A devoção científica também estava nos elogios dirigidos ao ex-ministro pelo professor Haddad – membro da quadrilha que revolucionou a ciência da corrupção – e na troca de afagos entre o governador Dória e Lula, PhD em subtração
Se você acha que os elogios comovidos de Fernando Haddad a Henrique Mandetta têm alguma coisa a ver com enfrentamento de epidemia, você está aprovado como figurante no show de simulação e confinamento. Você com certeza também viu no súbito enlace de João Dória com Lula uma conjunção de forças democráticas pelo bem da saúde pública. Governador, ex-ministro, ex-presidiário e ex-suplente de presidiário certamente estão juntos nesse enredo para ajudar você.
Todos sabem que o mais importante numa emergência sanitária é ter autoridades falando sobre a tragédia 24 horas por dia, de forma que o público não se distraia com besteira. Foi assim que o país assistiu durante pelo menos um mês ao ex-ministro Mandetta falando um pouco de tudo – das informações gerais sobre o combate ao coronavírus a reflexões, projeções, correção de projeções, expectativas, desabafos, teorizações sobre o enclave entre o SUS e a democracia, digressões sobre a importância do diálogo com os traficantes de drogas e exaltações à ciência.
Nessa parte da elegia científica faltou só um detalhe que, por coincidência, foi abordado pelo seu substituto, Nelson Teich, logo na primeira entrevista: a paralisação da sociedade armou uma bomba mortífera na saúde da população.
O novo ministro não usou essas palavras e evitou o tom de alarme, mas foi muito claro ao reportar uma perspectiva que era óbvia, e mesmo assim tinha sumido das preocupações oficiais: a suspensão de exames, tratamentos e diagnósticos de todos os males que não fossem coronavírus vai fazer explodir no curto prazo um quadro geral de doenças agravadas em estágio avançado. Para muita gente será tarde demais. Exames, tratamentos e diagnósticos são recursos científicos. A história vai dizer se a ciência foi atropelada pela retórica.
A devoção científica também estava nos elogios dirigidos ao ex-ministro pelo professor Haddad – membro da quadrilha que revolucionou a ciência da corrupção – e na troca de afagos entre o governador Dória e Lula, PhD em subtração. Todos unidos pelo teorema da paralisia geral, com propósitos que, considerando seus currículos e prontuários, só podem ser humanitários.
Se considerarmos, com certa boa vontade, que ficção científica também não deixa de ser ciência, Dória deu sua contribuição com as equações ornamentais do lockdown de São Paulo.
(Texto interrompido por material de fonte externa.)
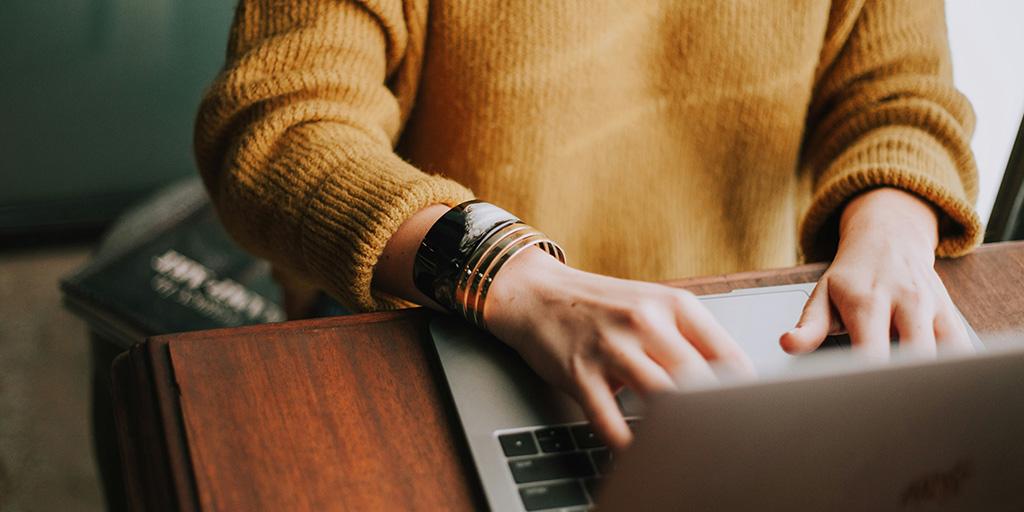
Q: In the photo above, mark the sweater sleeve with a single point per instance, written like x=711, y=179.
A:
x=885, y=113
x=295, y=137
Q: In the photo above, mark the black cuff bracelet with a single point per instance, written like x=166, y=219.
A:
x=465, y=249
x=449, y=245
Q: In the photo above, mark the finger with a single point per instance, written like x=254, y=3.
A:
x=640, y=373
x=814, y=324
x=599, y=404
x=678, y=356
x=914, y=324
x=950, y=333
x=868, y=324
x=711, y=340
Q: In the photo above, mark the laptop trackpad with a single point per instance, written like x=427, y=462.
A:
x=756, y=320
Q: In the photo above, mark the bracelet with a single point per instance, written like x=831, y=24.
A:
x=463, y=252
x=505, y=244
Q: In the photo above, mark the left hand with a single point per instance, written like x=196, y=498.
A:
x=882, y=285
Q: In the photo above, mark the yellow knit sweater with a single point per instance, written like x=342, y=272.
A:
x=653, y=139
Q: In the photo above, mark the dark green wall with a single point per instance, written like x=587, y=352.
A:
x=97, y=100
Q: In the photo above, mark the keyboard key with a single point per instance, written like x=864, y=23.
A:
x=551, y=467
x=586, y=437
x=593, y=485
x=516, y=444
x=554, y=439
x=603, y=460
x=552, y=496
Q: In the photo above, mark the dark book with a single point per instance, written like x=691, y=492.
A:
x=168, y=266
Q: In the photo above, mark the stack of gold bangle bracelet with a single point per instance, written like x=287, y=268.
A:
x=484, y=262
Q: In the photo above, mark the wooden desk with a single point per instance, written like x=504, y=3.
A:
x=351, y=412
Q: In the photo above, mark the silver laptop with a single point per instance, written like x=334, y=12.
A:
x=722, y=448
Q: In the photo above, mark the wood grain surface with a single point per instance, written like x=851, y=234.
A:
x=351, y=414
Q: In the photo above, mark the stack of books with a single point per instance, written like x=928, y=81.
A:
x=169, y=266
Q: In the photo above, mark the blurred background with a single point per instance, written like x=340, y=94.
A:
x=98, y=98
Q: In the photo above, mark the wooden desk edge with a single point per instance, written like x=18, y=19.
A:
x=142, y=380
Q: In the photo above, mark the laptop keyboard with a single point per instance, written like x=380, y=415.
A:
x=557, y=467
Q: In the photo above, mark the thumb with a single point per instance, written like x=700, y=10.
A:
x=814, y=323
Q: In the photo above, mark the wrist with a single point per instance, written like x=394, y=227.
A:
x=520, y=283
x=892, y=214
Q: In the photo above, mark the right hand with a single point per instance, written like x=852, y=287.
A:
x=589, y=335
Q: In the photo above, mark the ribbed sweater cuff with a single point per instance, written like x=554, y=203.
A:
x=352, y=215
x=904, y=158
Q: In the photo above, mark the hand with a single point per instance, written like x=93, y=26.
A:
x=883, y=283
x=590, y=334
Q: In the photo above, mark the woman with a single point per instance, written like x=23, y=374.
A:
x=650, y=139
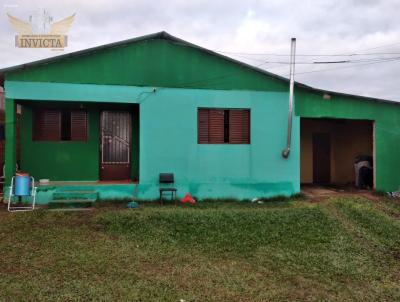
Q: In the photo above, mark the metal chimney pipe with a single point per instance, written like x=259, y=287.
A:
x=286, y=151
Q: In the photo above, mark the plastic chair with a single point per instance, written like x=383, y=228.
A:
x=167, y=179
x=30, y=194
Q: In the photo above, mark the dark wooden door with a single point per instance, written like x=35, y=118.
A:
x=115, y=157
x=321, y=158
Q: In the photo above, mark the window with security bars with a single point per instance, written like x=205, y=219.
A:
x=59, y=125
x=223, y=126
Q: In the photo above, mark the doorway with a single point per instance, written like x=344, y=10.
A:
x=330, y=148
x=321, y=158
x=115, y=151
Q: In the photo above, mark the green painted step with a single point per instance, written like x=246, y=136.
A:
x=72, y=203
x=75, y=194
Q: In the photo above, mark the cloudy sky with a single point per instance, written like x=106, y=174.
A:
x=365, y=33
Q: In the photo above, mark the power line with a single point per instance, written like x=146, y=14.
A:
x=352, y=66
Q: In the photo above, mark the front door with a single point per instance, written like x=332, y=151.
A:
x=115, y=142
x=321, y=158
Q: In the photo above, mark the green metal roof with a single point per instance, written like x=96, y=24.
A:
x=166, y=36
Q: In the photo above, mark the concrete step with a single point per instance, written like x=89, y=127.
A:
x=72, y=203
x=75, y=194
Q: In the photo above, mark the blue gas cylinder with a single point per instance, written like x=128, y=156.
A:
x=22, y=185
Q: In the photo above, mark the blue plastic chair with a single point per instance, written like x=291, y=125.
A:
x=28, y=192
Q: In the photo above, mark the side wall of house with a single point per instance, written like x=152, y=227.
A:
x=387, y=128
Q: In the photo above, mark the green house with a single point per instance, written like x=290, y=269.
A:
x=110, y=119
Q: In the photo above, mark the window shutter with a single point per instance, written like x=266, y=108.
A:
x=78, y=125
x=202, y=126
x=216, y=126
x=239, y=126
x=47, y=125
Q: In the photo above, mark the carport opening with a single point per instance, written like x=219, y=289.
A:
x=332, y=149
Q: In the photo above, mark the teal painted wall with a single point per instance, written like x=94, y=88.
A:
x=387, y=128
x=168, y=143
x=168, y=140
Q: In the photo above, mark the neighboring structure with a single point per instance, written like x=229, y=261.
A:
x=111, y=118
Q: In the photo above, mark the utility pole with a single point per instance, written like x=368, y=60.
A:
x=286, y=151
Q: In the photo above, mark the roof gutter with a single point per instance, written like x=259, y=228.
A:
x=286, y=151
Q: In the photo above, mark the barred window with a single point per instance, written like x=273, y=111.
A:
x=223, y=126
x=59, y=125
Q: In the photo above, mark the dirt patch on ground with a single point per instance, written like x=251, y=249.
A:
x=321, y=193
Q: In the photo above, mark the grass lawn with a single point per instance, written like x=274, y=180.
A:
x=338, y=250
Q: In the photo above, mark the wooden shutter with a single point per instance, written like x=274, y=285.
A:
x=78, y=125
x=239, y=126
x=202, y=126
x=47, y=125
x=216, y=126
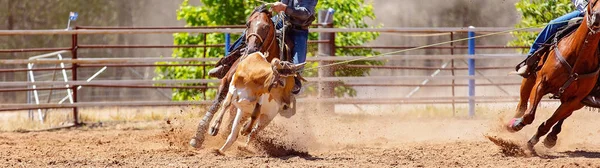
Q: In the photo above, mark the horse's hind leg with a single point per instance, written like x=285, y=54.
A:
x=234, y=131
x=552, y=137
x=535, y=97
x=563, y=111
x=214, y=128
x=526, y=87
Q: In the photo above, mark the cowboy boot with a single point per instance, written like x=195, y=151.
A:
x=297, y=86
x=225, y=63
x=527, y=67
x=219, y=71
x=591, y=101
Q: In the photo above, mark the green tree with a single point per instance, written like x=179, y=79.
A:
x=349, y=13
x=537, y=13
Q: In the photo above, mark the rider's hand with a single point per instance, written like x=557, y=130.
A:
x=278, y=7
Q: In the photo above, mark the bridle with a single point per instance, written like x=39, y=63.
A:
x=260, y=39
x=591, y=17
x=574, y=76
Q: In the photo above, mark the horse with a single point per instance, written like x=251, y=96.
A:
x=569, y=70
x=260, y=36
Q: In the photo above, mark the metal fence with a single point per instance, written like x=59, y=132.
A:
x=325, y=78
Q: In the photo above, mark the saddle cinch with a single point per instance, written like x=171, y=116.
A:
x=236, y=53
x=534, y=60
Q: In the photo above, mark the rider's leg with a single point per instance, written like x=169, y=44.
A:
x=221, y=70
x=300, y=38
x=546, y=33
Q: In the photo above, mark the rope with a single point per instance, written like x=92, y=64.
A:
x=420, y=47
x=429, y=45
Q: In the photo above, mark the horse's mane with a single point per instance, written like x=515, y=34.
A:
x=261, y=9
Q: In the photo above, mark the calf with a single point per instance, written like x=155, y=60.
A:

Um homem à frente do seu tempo (2022), o governador esteve entre as primeiras autoridades a anunciar o fechamento geral. Depois recuou um pouco – sobre fábricas, por exemplo – para não parecer que desejava paralisar por paralisar. Mas não deixou de ameaçar na primeira hora os agentes econômicos, constrangendo-os com a advertência de que não era hora de empresário pensar em lucro. Depois ameaçou prender na rua o cidadão que desrespeitasse a quarentena.
Nenhum cientista no mundo ousou estabelecer um modelo matemático relacionando de forma exata percentual de confinamento, progressão da epidemia entre vulneráveis e consequente expansão de demanda por leitos de UTI. Mas as autoridades de São Paulo dizem que têm esse modelo – e que se a quarentena não chegasse aos níveis determinados por elas o sistema hospitalar iria colapsar em exatos 15 dias. Ciência é tudo – e chute é para os fortes.
Há países com isolamento total – a maioria – e há outros com isolamento parcial, focado nos grupos de risco e nas atividades que provocam aglomeração. No balanço entre resultados melhores e piores contra a epidemia nenhuma fórmula de combate está consagrada – é tudo hipótese e tentativa. Mas em alguns lugares o fechamento geral virou dogma.
Se não é ciência e não é religião, só pode ser política.